Wednesday, September 23, 2009

The Dean of Diversity

History is rife with poor fools who put all their eggs in one basket. And then the basket exploded, fell off a cliff, and was run over by a Mack truck.

Former employees of Enron, the defunct Texas energy company, lost much of their life savings because they loved their company so much that they bought only Enron stock to fund their retirement. This is stupid.

First, as we know, Enron's spectacular profits were proven to be entirely fabricated. For more read here: http://www.nytimes.com/2002/01/20/business/20WORK.html?pagewanted=1

And secondly, no one should ever, ever rely solely upon his or her company for support and stability. Businesses have one organizing principle, and it is not "Look out for employees at all costs." It is "Maximize profits".

More recently, we learned that Bernie Madoff took all the trust and loyalty folks handed to him, along with their millions of dollars, and stomped on all three of these things. He operated a pyramid scheme. Simply put, a pyramid scheme does not thrive by growing the value of its existing assets.

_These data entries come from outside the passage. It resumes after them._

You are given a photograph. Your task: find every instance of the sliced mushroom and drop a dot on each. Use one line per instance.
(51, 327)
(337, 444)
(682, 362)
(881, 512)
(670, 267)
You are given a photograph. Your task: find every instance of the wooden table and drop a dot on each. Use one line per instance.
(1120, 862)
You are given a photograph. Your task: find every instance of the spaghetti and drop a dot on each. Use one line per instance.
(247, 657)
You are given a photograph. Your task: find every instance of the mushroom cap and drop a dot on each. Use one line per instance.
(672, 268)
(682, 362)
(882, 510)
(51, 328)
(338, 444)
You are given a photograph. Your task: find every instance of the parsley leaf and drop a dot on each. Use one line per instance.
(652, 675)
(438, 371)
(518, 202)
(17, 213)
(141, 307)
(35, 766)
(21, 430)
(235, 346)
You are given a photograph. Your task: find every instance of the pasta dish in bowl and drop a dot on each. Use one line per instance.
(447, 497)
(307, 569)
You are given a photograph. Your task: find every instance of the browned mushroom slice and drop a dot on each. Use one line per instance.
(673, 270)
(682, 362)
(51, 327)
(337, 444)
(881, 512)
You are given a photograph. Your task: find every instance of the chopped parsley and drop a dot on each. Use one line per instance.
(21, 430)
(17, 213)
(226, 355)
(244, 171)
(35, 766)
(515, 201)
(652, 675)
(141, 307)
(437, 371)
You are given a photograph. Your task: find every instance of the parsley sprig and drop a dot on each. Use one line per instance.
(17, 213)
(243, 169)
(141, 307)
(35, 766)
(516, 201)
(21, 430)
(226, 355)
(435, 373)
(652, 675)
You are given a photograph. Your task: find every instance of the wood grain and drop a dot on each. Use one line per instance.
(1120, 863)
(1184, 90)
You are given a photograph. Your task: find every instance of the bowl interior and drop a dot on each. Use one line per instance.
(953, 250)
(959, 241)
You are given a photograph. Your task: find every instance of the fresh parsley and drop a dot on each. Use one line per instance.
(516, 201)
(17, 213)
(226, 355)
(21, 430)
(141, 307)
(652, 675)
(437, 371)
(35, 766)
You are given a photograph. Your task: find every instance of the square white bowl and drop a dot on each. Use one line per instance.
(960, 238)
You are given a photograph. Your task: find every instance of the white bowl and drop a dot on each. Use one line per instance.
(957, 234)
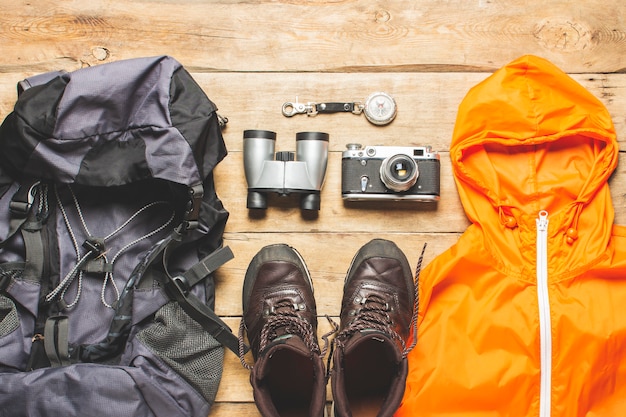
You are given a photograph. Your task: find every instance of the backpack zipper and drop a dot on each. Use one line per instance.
(545, 327)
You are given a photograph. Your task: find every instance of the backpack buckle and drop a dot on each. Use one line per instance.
(181, 284)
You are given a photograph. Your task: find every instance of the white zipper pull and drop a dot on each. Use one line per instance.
(545, 325)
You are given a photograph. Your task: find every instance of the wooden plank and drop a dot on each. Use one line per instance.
(316, 36)
(427, 104)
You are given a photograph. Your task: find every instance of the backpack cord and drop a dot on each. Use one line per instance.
(93, 253)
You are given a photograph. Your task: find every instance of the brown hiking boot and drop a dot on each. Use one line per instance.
(369, 361)
(279, 315)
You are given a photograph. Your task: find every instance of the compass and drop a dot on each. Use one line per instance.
(380, 108)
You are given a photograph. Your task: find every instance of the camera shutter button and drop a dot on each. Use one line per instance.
(364, 182)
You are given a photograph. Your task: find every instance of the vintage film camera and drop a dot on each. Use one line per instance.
(389, 173)
(284, 172)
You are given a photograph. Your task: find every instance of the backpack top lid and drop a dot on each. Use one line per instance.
(114, 124)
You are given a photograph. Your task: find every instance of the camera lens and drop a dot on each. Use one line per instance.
(399, 172)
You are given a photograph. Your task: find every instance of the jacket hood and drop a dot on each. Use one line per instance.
(528, 139)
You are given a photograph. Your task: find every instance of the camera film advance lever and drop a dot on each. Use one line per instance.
(379, 108)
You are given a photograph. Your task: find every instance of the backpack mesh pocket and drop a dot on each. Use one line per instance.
(187, 348)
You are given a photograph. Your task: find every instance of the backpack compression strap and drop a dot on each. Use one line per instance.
(178, 288)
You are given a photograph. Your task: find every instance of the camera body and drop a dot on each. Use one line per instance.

The operator of a pyramid scheme thrives by convincing more and more people to make investments in the scheme; he then pays this newly-acquired money to the earlier investors, while lying that the value of the existing assets has grown. Repeat. For more, read here: http://online.wsj.com/article/SB124604151653862301.html

So how did all these rich, supposedly sophisticated investors get taken? In part, because their greediness allowed them to believe that a stock/bond investment account could credibly return 10 to 12 percent each and every year, even in down years. If the manager of the investment fund is on the level, this is highly unlikely.

The lesson is: find several places to put your money. Fortunately, there's no shortage of these.